Neale Lavis was a member of the four-man Australian equestrian team that made history by winning gold in the three-day team event at the 1960 Rome Olympic Games.
It was on September 11, 1960, that three horsemen from the outback (Lawrence Morgan, Bill Roycroft and Lavis) gave Australia a new kind of Olympic glory. They came from farms to do combat with cavalry officers and fox hunters, people who had learnt their skills in formal riding schools rather than in lonely paddocks, and they brought with them horses that had been bred in the bush. They sailed with them for nearly six weeks to London in a cargo ship, flew with them to Rome, and for 20 days before and during the Games, they journeyed 142km a day to ride them. Between the three of them, those riders won two gold medals and a silver, the first Australia had achieved in equestrian events. Morgan, a grazier who had once been a ruckman with the Fitzroy Football Club in Melbourne, won the individual three-day equestrian event. Lavis, a former rodeo rider who farmed cattle, finished second to Morgan in the individual event. Roycroft made a painful journey to legend, bailing himself out of hospital with a broken shoulder and dislocated collarbone to ride through a series of jumps -enabling the team to win gold. (Brian Crago had to retire when his horse went lame in the cross country phase).

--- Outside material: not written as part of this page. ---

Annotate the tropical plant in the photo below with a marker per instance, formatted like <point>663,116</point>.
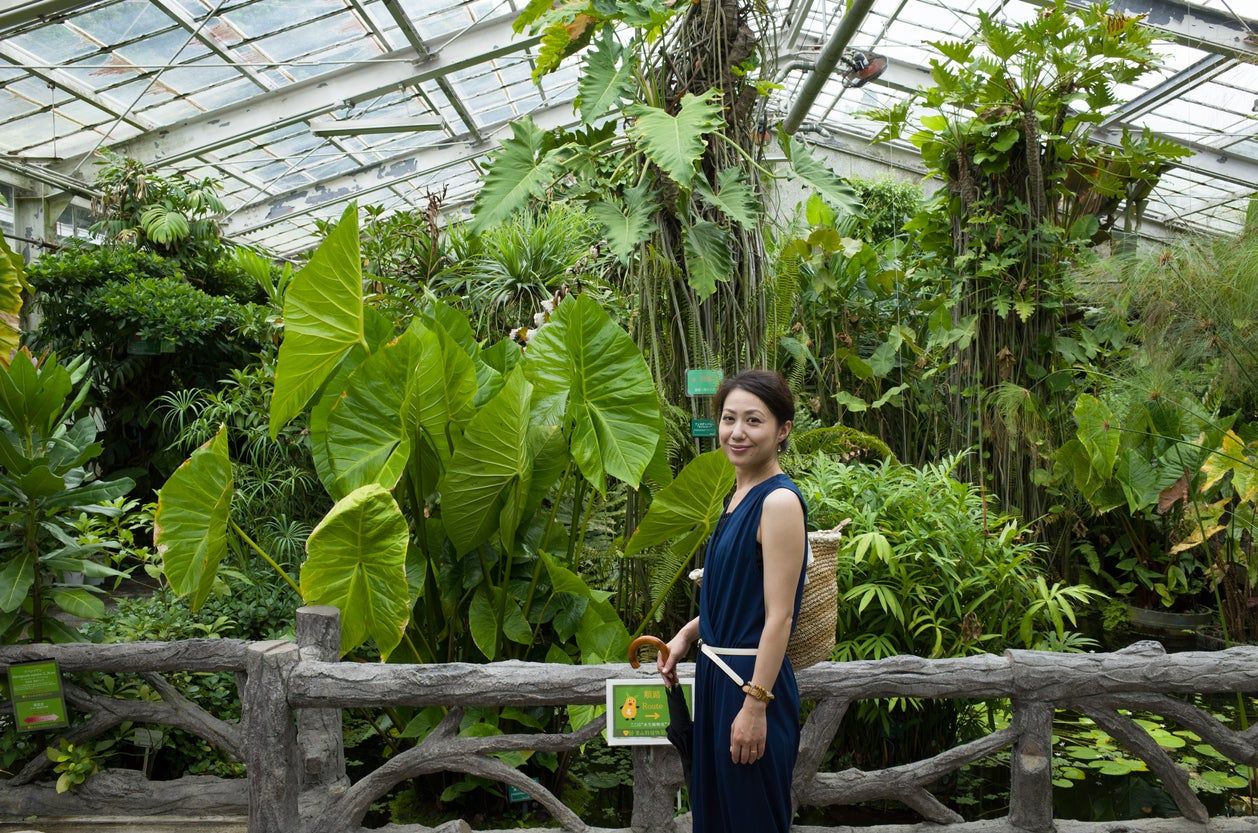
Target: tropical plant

Lavis, 30 at the time, was the youngest of the Rome Olympic team. Riding ‘Mirrabooka’, named (in Aboriginal form) for the Southern Cross, he was almost faultless over the three days of competition. He bought the horse in Cooma for £100, and after the Olympics was offered £10,000 for him. Lavis replied, “No way, I’d never sell him.”

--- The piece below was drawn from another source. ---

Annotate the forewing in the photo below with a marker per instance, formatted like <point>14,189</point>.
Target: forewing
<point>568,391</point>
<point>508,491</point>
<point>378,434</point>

Lavis won the inaugural Australian three-day event in Sydney in 1957 and the Great Auckland one-day event in 1960. He went to England in 1960 and competed successfully in jumping, fox-hunting and team events in Surrey, White City, and Badminton.
Lavis competed again at the 1964 Tokyo Olympics without featuring in any of the medals. In later life he became involved with a cattle and racehorse stud at Braidwood, not far from Canberra, where ‘Just a Dash’ and ‘Strawberry Road’ were bred. ‘Just a Dash’ won the 1981 Melbourne Cup and ‘Strawberry Road’, the 1982/83 Racehorse of the Year, won a number of big-money races including the AJC and Queensland Derbies and WS Cox Plate in the 1983.
In 1999, Lavis was awarded the Medal of the Order of Australia (OAM) for his service to the equestrian sports as a competitor, coach, and administrator, and to the community.